Freie Presse: Hat der SPD-Parteitag den Parteichef und Wirtschaftsminister Jurk in eine gefährliche Lage manövriert, indem dieser den Ausschuss unter Umständen durchwinken soll?

Flath: Jurk hat seinen Handlungsspielraum sehr stark einengen lassen. Das ist in den fälligen Gesprächen nicht gerade hilfreich.

Freie Presse: Die CDU wolle eine parlamentarische Aufklärung blockieren, suggerieren Koalitionspartner und Opposition. Stimmt das?

Flath: Nein, die SPD muss ebenso wie wir Interesse an einer Aufklärung haben. Es reicht nicht, die CDU in Misskredit zu bringen. Wenn es einen Sumpf gegeben haben sollte, dann in Leipzig. Dort trägt die SPD seit 1990 politische Verantwortung.

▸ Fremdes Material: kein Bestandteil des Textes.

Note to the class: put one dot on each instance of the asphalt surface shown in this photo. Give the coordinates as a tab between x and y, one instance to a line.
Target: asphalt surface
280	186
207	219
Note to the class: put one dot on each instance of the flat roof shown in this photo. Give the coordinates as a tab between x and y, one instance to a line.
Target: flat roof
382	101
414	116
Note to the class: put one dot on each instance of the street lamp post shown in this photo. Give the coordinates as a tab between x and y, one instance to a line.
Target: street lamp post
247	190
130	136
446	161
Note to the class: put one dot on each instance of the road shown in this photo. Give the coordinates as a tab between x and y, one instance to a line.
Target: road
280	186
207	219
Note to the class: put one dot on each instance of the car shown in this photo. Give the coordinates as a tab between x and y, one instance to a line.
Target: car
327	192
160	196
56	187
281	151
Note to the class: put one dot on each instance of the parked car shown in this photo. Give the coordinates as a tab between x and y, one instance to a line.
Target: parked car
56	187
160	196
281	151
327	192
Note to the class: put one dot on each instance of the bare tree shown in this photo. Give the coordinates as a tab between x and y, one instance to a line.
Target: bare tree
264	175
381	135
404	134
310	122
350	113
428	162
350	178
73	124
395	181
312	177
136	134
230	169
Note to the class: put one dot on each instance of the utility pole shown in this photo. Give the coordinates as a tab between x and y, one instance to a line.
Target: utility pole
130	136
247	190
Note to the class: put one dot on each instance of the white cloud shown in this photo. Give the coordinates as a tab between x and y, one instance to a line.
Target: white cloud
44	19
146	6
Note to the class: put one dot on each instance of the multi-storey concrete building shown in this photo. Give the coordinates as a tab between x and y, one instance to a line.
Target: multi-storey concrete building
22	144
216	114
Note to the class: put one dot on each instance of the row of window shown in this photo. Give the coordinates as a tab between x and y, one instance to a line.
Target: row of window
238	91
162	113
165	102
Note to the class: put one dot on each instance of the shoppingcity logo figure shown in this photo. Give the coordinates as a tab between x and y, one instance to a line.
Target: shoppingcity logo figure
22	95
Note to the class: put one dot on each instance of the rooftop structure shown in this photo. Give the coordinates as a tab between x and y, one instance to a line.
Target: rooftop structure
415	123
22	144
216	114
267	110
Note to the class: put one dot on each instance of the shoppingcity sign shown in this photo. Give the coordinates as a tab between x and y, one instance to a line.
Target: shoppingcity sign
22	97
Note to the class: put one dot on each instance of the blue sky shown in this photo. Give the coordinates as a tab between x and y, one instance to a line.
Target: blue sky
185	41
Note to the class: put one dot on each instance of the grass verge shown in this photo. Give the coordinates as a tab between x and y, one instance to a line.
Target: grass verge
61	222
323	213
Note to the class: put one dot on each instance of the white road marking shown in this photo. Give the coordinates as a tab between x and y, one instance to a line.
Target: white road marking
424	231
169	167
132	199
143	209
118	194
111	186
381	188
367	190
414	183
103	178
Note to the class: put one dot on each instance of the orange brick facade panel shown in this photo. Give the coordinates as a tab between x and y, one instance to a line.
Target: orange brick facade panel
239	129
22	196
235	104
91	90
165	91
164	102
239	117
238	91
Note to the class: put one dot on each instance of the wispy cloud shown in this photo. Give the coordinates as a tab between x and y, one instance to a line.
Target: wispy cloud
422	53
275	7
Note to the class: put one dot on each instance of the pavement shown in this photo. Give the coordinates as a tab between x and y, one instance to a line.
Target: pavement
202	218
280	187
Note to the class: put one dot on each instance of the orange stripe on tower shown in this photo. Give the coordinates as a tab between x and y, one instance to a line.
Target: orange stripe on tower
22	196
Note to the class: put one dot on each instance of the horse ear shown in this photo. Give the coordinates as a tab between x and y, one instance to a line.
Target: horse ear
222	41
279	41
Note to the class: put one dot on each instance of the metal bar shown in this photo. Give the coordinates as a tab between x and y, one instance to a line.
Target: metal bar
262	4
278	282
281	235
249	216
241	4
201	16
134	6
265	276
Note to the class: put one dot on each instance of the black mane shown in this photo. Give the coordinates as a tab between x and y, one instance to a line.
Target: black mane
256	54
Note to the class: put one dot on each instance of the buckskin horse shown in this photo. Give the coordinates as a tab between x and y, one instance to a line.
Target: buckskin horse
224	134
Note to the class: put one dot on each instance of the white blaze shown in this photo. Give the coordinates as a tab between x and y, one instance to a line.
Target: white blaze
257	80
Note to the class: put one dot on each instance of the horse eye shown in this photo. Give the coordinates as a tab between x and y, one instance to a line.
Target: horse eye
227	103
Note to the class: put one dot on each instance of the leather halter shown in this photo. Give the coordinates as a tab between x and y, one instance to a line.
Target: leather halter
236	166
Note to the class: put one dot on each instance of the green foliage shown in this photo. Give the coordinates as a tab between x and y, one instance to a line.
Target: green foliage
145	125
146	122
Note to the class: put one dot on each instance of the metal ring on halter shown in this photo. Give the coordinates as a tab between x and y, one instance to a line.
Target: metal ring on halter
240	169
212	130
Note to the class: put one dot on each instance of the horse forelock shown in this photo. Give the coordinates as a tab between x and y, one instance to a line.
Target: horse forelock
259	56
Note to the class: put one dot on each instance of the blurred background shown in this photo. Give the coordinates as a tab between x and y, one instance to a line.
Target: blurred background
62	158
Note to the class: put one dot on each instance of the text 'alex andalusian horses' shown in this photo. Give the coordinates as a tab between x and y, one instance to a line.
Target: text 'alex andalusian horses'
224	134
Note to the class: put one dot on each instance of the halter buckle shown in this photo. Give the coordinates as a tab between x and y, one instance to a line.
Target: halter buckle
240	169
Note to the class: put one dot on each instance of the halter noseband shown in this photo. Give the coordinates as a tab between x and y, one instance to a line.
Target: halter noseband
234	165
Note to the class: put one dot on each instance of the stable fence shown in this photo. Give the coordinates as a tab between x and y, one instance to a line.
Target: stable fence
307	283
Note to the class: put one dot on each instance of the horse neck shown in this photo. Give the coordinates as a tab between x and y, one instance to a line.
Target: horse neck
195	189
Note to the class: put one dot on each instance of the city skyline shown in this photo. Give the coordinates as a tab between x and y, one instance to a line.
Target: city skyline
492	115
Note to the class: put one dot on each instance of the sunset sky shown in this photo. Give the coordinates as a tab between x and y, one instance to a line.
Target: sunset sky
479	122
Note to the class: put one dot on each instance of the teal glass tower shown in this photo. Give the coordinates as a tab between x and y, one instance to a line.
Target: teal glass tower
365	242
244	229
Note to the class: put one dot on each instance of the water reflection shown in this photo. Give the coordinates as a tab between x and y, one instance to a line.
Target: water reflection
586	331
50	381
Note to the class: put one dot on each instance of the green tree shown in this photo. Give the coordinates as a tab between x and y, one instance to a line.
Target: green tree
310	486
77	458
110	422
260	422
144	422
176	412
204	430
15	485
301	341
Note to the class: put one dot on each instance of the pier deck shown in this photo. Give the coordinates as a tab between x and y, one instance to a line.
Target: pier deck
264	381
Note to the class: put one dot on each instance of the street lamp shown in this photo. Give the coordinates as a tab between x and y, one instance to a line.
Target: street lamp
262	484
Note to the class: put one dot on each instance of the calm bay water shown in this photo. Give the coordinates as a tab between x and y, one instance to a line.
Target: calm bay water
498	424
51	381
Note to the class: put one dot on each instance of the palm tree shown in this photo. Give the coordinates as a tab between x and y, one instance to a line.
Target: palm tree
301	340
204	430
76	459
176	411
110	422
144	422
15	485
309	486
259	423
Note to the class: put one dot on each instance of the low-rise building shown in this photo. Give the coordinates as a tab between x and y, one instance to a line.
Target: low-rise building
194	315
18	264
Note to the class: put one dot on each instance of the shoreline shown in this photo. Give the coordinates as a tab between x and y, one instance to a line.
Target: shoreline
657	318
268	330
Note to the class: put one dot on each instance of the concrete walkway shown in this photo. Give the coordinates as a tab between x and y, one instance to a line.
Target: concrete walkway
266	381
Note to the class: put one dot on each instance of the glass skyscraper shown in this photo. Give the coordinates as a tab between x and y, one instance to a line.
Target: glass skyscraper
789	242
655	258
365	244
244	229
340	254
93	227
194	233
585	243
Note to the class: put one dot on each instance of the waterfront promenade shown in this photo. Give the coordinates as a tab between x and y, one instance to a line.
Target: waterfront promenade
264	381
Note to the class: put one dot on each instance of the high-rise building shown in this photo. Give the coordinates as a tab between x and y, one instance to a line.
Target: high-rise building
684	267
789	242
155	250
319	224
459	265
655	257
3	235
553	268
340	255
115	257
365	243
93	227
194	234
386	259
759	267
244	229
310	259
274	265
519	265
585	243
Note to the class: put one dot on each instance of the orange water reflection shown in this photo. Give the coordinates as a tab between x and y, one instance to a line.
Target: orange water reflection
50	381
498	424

Freie Presse: Die Blockade des Ausschusses würde das Minderheitenrecht zur Einsetzung eines Untersuchungsausschusses beschneiden. Kostet das die CDU nicht unnötig Image?

Flath: Wir blockieren nicht, sondern weisen lediglich die Opposition darauf hin, bei der Formulierung des Untersuchungsauftrages die Verfassung zu beachten.

Freie Presse: Da war man in der Vergangenheit nie so genau.

Flath: Es muss doch möglich sein, aus früheren Fehlern zu lernen und diese nicht zu wiederholen.

Freie Presse: Die Öffentlichkeit ist irritiert über Umfang und Inhalt der Affärenvorwürfe. Und Sie?

Flath: Verloren geglaubtes Vertrauen in Polizei und Verfassungsschutz muss wieder hergestellt werden. Hier hat die Politik eine Aufgabe. Die unabhängige Justiz muss dieses Vertrauen durch zügige, konsequente Aufklärung selbst wieder herstellen, etwaige Verfehlungen müssen zügig geahndet werden.

Freie Presse: Wie groß ist der Schaden, den Sachsen im bundesweiten Ansehen bisher erfahren hat?

Flath: Über Sachsen schüttelt man den Kopf, bestätigten mir zuletzt auch Altkanzler Helmut Kohl und Innenminister Wolfgang Schäuble. Doch ich denke, wir haben jetzt einen Wendepunkt erreicht. Die Wahrnehmung ist weniger hysterisch als in den ersten Wochen. Das liegt wohl auch an unterbrochenen Nachrichtenkanälen, mit deren Hilfe interessierte Kreise politisch Stimmung machen wollten. Die Ernüchterung tut gut, weil sich die Erkenntnis durchsetzt, dass es weder eine Staatskrise noch den tiefen Sachsensumpf gibt.

Freie Presse: Zurück zur Koalition: Verhindert Rücksicht auf rot-schwarz in Berlin ein vorzeitiges Scheitern?

Flath: Nein. Abgesehen davon, dass es bei uns keine große Koalition gibt, weil dafür die SPD zu klein ist, fehlen uns in Sachsen ganz einfach die Alternativen. Wir sind zum gemeinsamen Erfolg verurteilt.